Bahkan, lanjut dia, Nabi Muhammad SAW juga mematuhi kebijakan pemerintah yang berkuasa di Mekkah yang melarang beliau berhaji di tahun ke-6 Hijriyah. "Nabi memilih jalan untuk mencari dukungan politis, berkonsolidasi dengan berbagai pihak di Madinah, tempat beliau hijrah," ujar Tafsir.
Nabi Muhammad SAW membutuhkan waktu dua tahun mengumpulkan dukungan hingga di tahun ke-8 Hijriyah, dengan jumlah pendukung yang jauh lebih banyak dibanding penguasa Mekkah saat itu.
"Beliau membawa rombongan yang jumlahnya jauh lebih banyak dari penguasa Mekkah saat itu, dan akhirnya Nabi Muhammad SAW dapat menunaikan ibadah haji yang pertama dan terakhir," kata Tafsir.
Tafsir juga menyadari bahwa kader Muhammadiyah tersebar di berbagai sektor dan lini kehidupan sehingga ajang silaturahmi yang digelar Lembaga Hikmah dan Kebijakan Publik (LHKP) Muhammadiyah Jateng itu dapat menjadi salah satu langkah untuk konsolidasi.
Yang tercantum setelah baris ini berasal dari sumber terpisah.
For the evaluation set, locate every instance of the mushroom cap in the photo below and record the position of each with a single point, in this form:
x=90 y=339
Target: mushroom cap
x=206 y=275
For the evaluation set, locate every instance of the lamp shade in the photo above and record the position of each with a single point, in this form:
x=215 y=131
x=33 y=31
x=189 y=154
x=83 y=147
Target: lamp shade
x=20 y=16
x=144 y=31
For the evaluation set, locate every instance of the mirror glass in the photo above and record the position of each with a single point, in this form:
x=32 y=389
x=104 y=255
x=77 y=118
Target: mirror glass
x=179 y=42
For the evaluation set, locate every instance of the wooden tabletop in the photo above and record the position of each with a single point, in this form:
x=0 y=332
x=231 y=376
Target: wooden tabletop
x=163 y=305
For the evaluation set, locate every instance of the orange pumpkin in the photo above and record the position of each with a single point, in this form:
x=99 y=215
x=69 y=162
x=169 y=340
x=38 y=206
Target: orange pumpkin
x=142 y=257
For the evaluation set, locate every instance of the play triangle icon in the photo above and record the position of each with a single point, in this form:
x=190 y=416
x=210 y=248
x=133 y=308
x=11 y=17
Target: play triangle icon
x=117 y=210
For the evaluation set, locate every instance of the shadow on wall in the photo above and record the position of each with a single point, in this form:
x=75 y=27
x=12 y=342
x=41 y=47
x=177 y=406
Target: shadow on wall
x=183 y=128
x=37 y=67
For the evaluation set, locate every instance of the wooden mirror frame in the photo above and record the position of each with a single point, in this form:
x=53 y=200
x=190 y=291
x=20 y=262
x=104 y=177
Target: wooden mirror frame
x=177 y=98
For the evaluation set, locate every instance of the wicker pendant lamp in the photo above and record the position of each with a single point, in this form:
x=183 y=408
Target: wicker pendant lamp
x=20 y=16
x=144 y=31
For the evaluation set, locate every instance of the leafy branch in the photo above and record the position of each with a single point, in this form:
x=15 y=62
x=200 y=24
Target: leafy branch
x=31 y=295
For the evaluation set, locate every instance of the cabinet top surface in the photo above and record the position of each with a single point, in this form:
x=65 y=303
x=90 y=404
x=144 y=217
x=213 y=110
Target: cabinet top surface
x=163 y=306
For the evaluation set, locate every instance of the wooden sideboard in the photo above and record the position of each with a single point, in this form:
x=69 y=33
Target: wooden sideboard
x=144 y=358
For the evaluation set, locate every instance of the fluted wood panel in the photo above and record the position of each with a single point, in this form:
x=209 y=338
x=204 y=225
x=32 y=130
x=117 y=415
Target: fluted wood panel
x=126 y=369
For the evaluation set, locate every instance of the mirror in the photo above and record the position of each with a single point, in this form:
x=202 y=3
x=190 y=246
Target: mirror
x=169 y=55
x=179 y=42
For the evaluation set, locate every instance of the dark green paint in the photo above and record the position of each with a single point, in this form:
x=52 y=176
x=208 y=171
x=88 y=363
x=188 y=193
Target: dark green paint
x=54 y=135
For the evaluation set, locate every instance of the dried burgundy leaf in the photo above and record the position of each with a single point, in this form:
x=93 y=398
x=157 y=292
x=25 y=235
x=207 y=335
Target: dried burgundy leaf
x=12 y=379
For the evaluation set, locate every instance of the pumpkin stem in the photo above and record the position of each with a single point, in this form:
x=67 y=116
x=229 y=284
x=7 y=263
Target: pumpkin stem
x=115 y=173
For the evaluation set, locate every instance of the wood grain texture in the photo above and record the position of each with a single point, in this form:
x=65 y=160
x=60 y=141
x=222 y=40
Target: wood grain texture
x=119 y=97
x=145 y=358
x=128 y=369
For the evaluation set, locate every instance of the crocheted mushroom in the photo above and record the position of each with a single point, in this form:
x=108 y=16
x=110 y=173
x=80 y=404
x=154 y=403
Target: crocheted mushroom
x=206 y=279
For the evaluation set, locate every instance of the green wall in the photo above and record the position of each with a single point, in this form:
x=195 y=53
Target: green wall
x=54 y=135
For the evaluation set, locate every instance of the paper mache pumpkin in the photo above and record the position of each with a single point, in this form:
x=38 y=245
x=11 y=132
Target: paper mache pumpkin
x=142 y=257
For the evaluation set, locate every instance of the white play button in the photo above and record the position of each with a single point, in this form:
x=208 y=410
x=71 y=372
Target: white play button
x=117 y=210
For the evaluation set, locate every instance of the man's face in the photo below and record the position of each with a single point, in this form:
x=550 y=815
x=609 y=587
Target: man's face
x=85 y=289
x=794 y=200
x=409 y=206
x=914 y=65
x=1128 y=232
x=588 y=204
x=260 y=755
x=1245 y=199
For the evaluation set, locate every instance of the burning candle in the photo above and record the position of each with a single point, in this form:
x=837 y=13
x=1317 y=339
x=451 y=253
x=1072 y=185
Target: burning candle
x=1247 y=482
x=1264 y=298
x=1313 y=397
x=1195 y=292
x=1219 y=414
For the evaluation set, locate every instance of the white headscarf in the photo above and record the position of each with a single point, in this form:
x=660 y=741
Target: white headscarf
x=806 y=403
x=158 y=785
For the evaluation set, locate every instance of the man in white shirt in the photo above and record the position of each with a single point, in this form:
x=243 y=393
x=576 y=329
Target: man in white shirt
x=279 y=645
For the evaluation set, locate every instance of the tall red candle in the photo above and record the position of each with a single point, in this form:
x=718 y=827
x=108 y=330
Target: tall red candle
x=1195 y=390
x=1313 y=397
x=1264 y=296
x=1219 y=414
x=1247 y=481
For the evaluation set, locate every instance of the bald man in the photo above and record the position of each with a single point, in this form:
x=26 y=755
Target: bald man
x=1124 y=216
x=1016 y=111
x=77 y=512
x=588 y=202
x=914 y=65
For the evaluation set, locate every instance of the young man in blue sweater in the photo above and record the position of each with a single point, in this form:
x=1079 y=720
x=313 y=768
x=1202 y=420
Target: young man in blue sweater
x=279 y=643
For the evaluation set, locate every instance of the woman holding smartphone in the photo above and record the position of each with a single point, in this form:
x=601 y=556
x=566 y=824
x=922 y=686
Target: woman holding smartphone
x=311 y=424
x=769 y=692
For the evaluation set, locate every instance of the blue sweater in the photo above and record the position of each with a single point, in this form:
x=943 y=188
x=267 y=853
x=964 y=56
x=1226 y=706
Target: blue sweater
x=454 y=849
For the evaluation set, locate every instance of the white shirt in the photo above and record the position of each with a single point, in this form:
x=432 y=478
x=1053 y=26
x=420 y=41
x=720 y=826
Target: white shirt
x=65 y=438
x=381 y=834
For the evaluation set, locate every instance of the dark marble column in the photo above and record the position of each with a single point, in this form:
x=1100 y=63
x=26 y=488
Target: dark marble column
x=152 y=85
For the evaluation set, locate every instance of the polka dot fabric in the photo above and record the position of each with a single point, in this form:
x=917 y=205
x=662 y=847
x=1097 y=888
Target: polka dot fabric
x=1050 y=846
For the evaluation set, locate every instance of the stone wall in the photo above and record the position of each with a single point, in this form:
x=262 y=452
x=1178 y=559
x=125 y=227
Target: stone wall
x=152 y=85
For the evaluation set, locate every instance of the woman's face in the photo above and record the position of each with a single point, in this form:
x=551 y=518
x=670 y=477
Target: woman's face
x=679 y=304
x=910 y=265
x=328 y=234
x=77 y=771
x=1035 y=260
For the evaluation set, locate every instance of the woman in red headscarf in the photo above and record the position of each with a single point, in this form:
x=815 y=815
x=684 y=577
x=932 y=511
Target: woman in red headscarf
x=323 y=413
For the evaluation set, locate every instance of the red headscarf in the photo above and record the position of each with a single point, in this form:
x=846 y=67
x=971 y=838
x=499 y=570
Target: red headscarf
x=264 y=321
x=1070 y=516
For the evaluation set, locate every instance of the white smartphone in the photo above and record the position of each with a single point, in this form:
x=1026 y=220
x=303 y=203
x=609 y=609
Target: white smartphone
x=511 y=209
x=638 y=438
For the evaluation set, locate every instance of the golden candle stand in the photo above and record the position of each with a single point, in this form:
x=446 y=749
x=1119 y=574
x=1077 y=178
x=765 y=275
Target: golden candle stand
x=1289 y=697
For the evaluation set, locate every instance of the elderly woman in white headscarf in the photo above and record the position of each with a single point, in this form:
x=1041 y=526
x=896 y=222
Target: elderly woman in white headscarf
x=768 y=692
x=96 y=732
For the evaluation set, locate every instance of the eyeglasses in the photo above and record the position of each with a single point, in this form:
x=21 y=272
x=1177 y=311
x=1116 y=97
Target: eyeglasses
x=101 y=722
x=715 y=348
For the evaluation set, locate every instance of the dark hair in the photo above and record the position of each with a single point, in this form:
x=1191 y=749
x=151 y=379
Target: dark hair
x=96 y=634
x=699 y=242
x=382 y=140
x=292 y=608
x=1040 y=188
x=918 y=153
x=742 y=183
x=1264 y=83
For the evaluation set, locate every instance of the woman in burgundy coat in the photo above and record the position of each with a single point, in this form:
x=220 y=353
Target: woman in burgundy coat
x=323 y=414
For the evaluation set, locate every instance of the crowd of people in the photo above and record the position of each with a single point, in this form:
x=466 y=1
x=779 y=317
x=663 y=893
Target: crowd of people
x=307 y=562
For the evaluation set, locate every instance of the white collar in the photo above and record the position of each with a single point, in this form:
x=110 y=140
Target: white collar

"Konsolidasi untuk kegiatan keumatan dan syiar Muhammadiyah khususnya di Jawa Tengah," katanya menegaskan.
Wakil Menteri Pendidikan Dasar dan Menengah Fajar Riza Ul Haq yang juga aktif di Muhammadiyah mengakui bahwa banyak kader Muhammadiyah berkiprah di berbagai lembaga strategis namun belum teridentifikasi dengan baik.